Chain-of-Thought Prompting
By Satwik ยท February 26, 2026
Chain-of-thought prompting showed that simply asking a large model to work through a problem step by step, rather than jumping to an answer, dramatically improved performance on arithmetic, symbolic, and commonsense reasoning. The intervention is almost embarrassingly simple - a few worked examples that show intermediate steps, or even just the phrase "let's think step by step" - yet the gains were large and mostly appeared only in sufficiently large models.

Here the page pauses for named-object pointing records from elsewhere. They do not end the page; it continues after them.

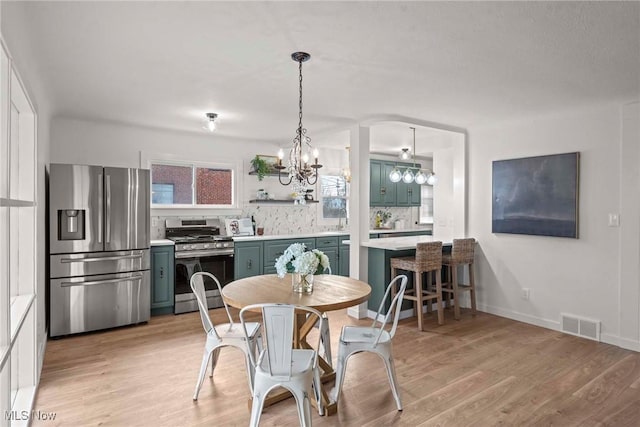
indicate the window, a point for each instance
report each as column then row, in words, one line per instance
column 190, row 185
column 162, row 194
column 333, row 190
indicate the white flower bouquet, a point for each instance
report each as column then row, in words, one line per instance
column 298, row 259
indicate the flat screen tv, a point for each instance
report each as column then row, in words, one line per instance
column 536, row 195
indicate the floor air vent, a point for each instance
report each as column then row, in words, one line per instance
column 580, row 326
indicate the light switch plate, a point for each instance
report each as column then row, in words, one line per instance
column 614, row 220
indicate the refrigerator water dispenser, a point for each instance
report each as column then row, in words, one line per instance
column 71, row 224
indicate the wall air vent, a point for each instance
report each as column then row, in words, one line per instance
column 580, row 326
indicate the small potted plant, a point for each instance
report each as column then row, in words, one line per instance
column 260, row 167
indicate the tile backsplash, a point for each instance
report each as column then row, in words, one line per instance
column 288, row 219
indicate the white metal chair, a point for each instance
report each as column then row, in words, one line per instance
column 280, row 364
column 325, row 334
column 227, row 334
column 375, row 339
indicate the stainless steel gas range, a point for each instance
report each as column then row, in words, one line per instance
column 201, row 245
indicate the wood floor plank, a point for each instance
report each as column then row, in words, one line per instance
column 482, row 370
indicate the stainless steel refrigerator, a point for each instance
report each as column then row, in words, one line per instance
column 98, row 247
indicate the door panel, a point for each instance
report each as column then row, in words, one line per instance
column 85, row 264
column 126, row 200
column 91, row 303
column 75, row 188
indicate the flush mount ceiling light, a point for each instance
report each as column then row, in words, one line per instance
column 414, row 173
column 211, row 124
column 301, row 173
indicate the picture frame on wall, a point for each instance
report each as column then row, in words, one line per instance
column 536, row 195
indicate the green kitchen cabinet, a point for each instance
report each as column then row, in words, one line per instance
column 384, row 193
column 329, row 245
column 343, row 261
column 162, row 279
column 248, row 258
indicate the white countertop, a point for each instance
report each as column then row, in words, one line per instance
column 397, row 230
column 400, row 243
column 162, row 242
column 289, row 236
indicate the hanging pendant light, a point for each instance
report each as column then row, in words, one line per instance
column 407, row 176
column 211, row 124
column 301, row 173
column 432, row 179
column 420, row 177
column 395, row 175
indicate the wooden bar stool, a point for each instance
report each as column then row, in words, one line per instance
column 462, row 253
column 428, row 259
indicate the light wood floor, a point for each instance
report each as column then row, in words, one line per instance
column 480, row 371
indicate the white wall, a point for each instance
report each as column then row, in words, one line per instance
column 14, row 28
column 576, row 276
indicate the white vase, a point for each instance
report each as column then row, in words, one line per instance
column 302, row 283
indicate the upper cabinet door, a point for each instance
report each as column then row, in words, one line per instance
column 126, row 204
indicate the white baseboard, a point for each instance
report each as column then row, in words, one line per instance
column 521, row 317
column 41, row 350
column 625, row 343
column 554, row 325
column 621, row 342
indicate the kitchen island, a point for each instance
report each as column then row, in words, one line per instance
column 380, row 253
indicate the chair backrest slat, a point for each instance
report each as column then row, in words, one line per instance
column 279, row 323
column 197, row 286
column 462, row 251
column 429, row 256
column 278, row 326
column 394, row 307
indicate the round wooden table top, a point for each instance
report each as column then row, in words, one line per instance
column 329, row 292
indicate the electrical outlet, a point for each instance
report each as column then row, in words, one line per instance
column 614, row 220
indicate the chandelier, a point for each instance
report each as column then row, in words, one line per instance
column 300, row 171
column 420, row 177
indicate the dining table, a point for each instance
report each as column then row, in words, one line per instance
column 330, row 292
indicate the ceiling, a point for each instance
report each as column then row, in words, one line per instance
column 459, row 64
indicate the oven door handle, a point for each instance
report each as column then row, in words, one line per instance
column 196, row 254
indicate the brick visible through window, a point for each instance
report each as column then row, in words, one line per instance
column 214, row 186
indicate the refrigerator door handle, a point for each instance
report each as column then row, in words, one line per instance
column 98, row 259
column 136, row 278
column 107, row 237
column 100, row 220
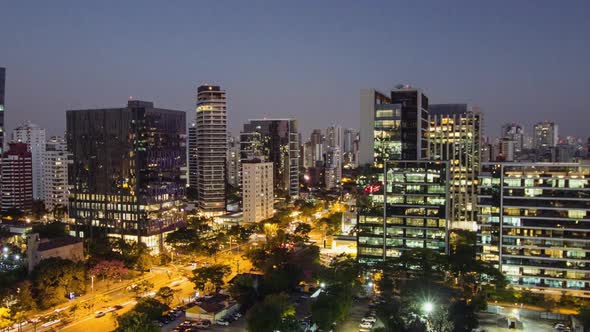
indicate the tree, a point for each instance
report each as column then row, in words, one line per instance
column 245, row 290
column 301, row 233
column 54, row 278
column 24, row 300
column 463, row 316
column 5, row 321
column 270, row 314
column 166, row 294
column 134, row 321
column 38, row 209
column 331, row 306
column 151, row 307
column 210, row 276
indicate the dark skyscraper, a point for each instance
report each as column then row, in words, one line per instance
column 2, row 110
column 396, row 126
column 126, row 176
column 275, row 140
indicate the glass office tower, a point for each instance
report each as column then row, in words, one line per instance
column 126, row 177
column 409, row 211
column 534, row 224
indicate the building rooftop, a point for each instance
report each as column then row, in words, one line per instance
column 58, row 242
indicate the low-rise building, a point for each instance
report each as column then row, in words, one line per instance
column 212, row 308
column 67, row 247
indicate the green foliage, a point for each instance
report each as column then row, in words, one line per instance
column 166, row 294
column 134, row 321
column 210, row 276
column 5, row 320
column 151, row 307
column 331, row 306
column 24, row 300
column 273, row 314
column 463, row 316
column 54, row 278
column 50, row 230
column 245, row 290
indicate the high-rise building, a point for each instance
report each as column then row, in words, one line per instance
column 317, row 146
column 334, row 137
column 514, row 132
column 34, row 136
column 56, row 162
column 454, row 135
column 533, row 224
column 211, row 124
column 17, row 178
column 192, row 158
column 545, row 135
column 409, row 210
column 276, row 141
column 257, row 190
column 127, row 177
column 349, row 137
column 2, row 106
column 387, row 121
column 333, row 168
column 233, row 162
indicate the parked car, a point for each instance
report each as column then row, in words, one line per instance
column 366, row 325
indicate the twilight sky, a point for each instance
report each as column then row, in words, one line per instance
column 520, row 61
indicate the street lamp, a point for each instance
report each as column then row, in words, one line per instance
column 427, row 307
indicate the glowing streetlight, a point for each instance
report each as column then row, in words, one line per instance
column 427, row 307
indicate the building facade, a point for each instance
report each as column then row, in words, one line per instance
column 127, row 177
column 17, row 178
column 545, row 135
column 514, row 132
column 211, row 132
column 534, row 225
column 56, row 162
column 408, row 210
column 34, row 136
column 386, row 122
column 192, row 157
column 455, row 135
column 233, row 162
column 2, row 106
column 257, row 190
column 276, row 141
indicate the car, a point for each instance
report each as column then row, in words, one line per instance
column 365, row 325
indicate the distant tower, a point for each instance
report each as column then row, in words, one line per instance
column 17, row 181
column 211, row 132
column 34, row 136
column 56, row 163
column 2, row 109
column 545, row 135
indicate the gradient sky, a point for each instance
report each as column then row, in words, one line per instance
column 522, row 61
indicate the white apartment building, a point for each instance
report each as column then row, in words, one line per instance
column 56, row 163
column 257, row 190
column 34, row 136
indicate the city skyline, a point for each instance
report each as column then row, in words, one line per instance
column 294, row 60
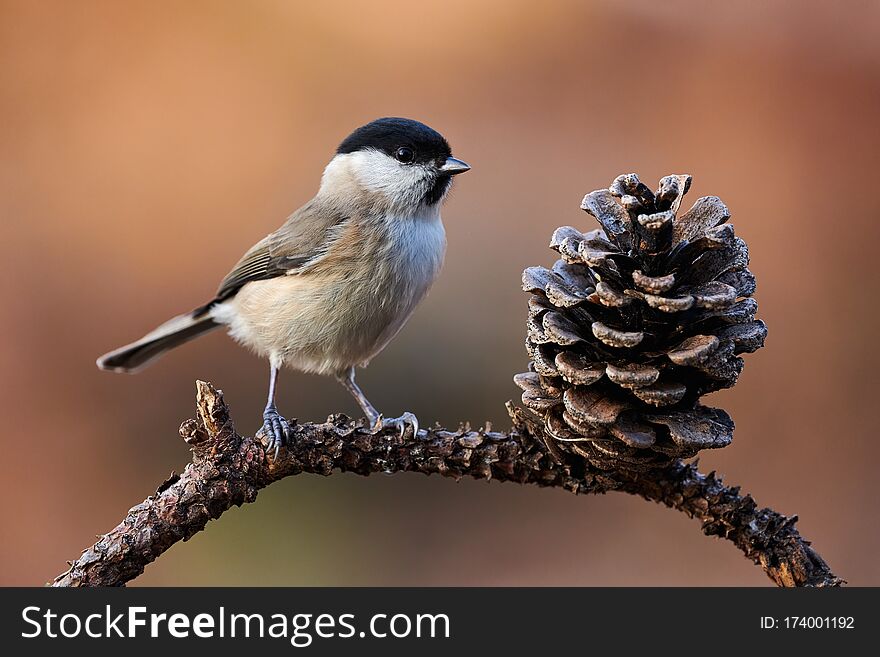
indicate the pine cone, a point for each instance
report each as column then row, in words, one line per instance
column 636, row 322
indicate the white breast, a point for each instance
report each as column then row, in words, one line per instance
column 329, row 322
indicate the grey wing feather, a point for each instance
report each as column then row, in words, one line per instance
column 303, row 237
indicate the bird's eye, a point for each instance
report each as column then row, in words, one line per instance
column 405, row 155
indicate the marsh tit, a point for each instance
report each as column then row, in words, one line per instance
column 329, row 289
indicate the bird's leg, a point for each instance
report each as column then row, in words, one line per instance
column 275, row 427
column 374, row 417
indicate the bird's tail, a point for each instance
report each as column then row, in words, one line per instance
column 177, row 330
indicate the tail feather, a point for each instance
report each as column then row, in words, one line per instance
column 177, row 330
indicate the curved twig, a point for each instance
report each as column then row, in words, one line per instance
column 228, row 470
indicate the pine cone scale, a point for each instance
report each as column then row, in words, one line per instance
column 635, row 322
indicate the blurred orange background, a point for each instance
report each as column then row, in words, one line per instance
column 146, row 145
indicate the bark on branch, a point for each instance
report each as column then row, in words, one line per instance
column 228, row 469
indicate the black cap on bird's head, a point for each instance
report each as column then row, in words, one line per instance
column 406, row 140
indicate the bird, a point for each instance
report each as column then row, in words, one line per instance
column 330, row 288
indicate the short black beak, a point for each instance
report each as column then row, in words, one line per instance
column 453, row 166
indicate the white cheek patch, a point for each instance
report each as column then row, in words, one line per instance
column 402, row 184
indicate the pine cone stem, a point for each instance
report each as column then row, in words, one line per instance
column 767, row 538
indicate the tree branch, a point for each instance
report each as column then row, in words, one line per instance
column 228, row 470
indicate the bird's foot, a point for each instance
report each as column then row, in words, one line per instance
column 402, row 423
column 276, row 429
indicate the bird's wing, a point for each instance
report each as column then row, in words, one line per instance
column 304, row 237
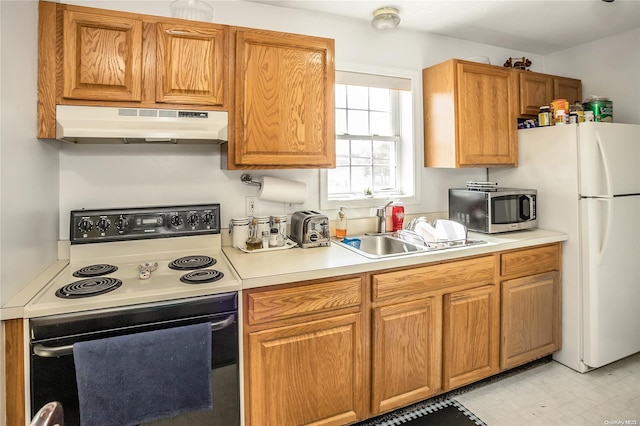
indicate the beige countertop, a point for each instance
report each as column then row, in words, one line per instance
column 298, row 264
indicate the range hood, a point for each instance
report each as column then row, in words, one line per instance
column 85, row 124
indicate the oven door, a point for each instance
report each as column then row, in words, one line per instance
column 53, row 375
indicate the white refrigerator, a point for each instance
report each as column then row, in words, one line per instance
column 588, row 181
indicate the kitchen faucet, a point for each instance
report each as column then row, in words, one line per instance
column 381, row 214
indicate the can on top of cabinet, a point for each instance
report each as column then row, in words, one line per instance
column 601, row 107
column 559, row 104
column 544, row 116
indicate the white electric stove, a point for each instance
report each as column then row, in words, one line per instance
column 122, row 257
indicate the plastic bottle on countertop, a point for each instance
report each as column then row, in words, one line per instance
column 341, row 224
column 397, row 216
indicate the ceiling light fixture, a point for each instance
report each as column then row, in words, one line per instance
column 385, row 18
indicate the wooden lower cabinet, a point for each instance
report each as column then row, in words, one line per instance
column 531, row 304
column 471, row 335
column 304, row 354
column 337, row 351
column 307, row 373
column 406, row 350
column 530, row 318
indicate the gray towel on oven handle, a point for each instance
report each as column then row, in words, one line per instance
column 131, row 379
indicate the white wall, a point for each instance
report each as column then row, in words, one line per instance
column 113, row 176
column 609, row 67
column 29, row 168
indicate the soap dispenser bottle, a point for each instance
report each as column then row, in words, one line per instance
column 341, row 224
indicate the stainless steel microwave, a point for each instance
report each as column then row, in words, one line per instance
column 495, row 210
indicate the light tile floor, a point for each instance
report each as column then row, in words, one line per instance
column 553, row 394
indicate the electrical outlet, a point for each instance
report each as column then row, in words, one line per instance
column 250, row 205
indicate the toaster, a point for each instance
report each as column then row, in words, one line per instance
column 310, row 229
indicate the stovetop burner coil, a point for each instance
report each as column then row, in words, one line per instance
column 95, row 270
column 192, row 262
column 88, row 287
column 201, row 276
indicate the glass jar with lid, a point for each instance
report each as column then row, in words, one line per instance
column 254, row 242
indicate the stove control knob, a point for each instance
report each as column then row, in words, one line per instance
column 176, row 220
column 193, row 219
column 208, row 219
column 103, row 224
column 122, row 223
column 85, row 225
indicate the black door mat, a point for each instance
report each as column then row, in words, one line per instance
column 433, row 412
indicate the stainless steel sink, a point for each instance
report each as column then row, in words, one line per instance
column 390, row 245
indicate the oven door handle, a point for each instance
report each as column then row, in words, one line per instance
column 57, row 351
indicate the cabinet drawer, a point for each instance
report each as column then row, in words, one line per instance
column 303, row 300
column 432, row 278
column 530, row 261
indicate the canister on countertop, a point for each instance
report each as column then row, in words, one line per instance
column 601, row 107
column 280, row 222
column 239, row 229
column 262, row 225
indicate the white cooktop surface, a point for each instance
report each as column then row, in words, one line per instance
column 164, row 283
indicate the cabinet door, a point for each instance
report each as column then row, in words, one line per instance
column 284, row 113
column 471, row 335
column 191, row 63
column 530, row 318
column 535, row 90
column 567, row 88
column 102, row 57
column 310, row 373
column 486, row 116
column 406, row 353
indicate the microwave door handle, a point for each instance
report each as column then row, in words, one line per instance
column 57, row 351
column 522, row 201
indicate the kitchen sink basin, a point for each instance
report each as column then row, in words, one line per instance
column 376, row 246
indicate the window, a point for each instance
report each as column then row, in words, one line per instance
column 375, row 156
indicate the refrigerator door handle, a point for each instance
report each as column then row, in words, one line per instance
column 606, row 229
column 605, row 167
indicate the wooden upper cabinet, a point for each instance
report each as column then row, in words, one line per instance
column 97, row 57
column 567, row 88
column 284, row 101
column 470, row 115
column 102, row 57
column 190, row 63
column 535, row 90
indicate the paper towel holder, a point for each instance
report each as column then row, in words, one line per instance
column 248, row 180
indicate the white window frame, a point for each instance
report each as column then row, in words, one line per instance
column 409, row 155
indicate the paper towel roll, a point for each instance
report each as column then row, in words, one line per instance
column 282, row 190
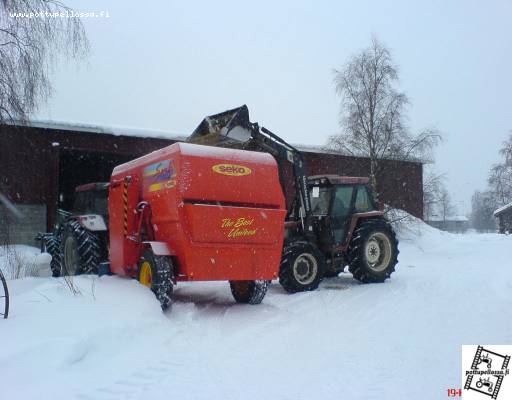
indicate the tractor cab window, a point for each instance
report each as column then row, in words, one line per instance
column 341, row 201
column 320, row 198
column 363, row 200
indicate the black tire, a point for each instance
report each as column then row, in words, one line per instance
column 302, row 267
column 51, row 244
column 162, row 275
column 373, row 251
column 249, row 292
column 80, row 250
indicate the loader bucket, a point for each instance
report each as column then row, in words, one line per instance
column 230, row 127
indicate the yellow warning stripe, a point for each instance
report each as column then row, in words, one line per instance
column 125, row 207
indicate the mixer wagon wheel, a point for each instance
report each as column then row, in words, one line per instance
column 250, row 292
column 302, row 267
column 156, row 273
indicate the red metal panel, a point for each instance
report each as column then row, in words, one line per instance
column 220, row 210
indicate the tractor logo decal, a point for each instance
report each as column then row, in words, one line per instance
column 231, row 169
column 240, row 227
column 159, row 176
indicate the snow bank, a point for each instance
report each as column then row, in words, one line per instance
column 18, row 261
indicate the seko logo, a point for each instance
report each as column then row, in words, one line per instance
column 231, row 169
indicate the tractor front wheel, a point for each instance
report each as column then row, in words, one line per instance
column 80, row 250
column 51, row 244
column 249, row 292
column 302, row 267
column 157, row 273
column 373, row 251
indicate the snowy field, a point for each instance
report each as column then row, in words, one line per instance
column 397, row 340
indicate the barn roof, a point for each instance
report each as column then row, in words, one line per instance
column 161, row 134
column 101, row 129
column 501, row 210
column 451, row 218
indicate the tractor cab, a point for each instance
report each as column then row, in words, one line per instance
column 334, row 201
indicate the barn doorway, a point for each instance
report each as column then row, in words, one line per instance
column 78, row 167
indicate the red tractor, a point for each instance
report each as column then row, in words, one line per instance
column 197, row 213
column 193, row 213
column 79, row 242
column 333, row 221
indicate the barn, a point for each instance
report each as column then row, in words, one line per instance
column 42, row 162
column 504, row 215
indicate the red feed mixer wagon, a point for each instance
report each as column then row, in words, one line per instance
column 196, row 213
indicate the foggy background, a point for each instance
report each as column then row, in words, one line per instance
column 166, row 64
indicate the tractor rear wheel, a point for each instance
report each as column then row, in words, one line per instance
column 373, row 251
column 302, row 267
column 249, row 292
column 80, row 250
column 157, row 273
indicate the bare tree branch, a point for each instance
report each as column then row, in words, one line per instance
column 373, row 112
column 29, row 48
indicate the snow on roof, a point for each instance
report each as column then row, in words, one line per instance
column 502, row 209
column 308, row 148
column 102, row 129
column 451, row 218
column 161, row 134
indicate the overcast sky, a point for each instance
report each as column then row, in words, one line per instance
column 166, row 64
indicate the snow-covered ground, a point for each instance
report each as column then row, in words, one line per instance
column 397, row 340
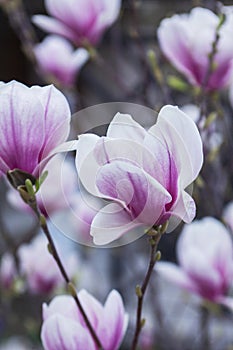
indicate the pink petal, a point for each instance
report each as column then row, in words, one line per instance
column 86, row 163
column 112, row 222
column 57, row 117
column 124, row 127
column 22, row 127
column 176, row 275
column 114, row 323
column 52, row 25
column 92, row 307
column 184, row 208
column 183, row 140
column 63, row 305
column 60, row 333
column 141, row 195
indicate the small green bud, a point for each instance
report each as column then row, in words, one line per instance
column 41, row 179
column 163, row 227
column 71, row 289
column 143, row 322
column 18, row 177
column 29, row 187
column 177, row 83
column 50, row 248
column 138, row 291
column 26, row 197
column 42, row 220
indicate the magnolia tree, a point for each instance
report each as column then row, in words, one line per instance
column 149, row 178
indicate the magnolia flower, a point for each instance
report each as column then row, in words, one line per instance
column 81, row 21
column 56, row 57
column 64, row 329
column 142, row 173
column 57, row 190
column 205, row 255
column 34, row 121
column 7, row 270
column 39, row 267
column 188, row 48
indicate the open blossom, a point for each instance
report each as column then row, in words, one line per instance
column 34, row 121
column 64, row 328
column 81, row 21
column 205, row 255
column 84, row 209
column 39, row 267
column 142, row 173
column 56, row 58
column 187, row 47
column 57, row 190
column 7, row 270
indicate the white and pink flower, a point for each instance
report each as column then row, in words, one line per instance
column 57, row 59
column 142, row 174
column 188, row 48
column 39, row 268
column 34, row 121
column 64, row 328
column 205, row 256
column 81, row 21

The finding was important for two reasons. It suggested that a lot of latent capability in big models is unlocked by inference-time prompting rather than more training, and it tied cleanly into the emergence discussion, since the benefit of reasoning traces grew sharply with scale.
For our work there are practical angles. First, chain-of-thought is a capability amplifier available to anyone at inference time with no fine-tuning, which means a deployed model's demonstrated skill is a lower bound on its elicitable skill. Evaluations that do not use reasoning prompts can badly underestimate what a model can do, including on dangerous tasks. Second, the reasoning trace is an interpretability surface: it exposes a legible chain we can inspect, though the stated reasoning does not always faithfully reflect the true computation, so it can mislead as well as inform.
Chain-of-thought reframed prompting from a trick into a core elicitation method, and it is now a baseline consideration in any serious capability assessment.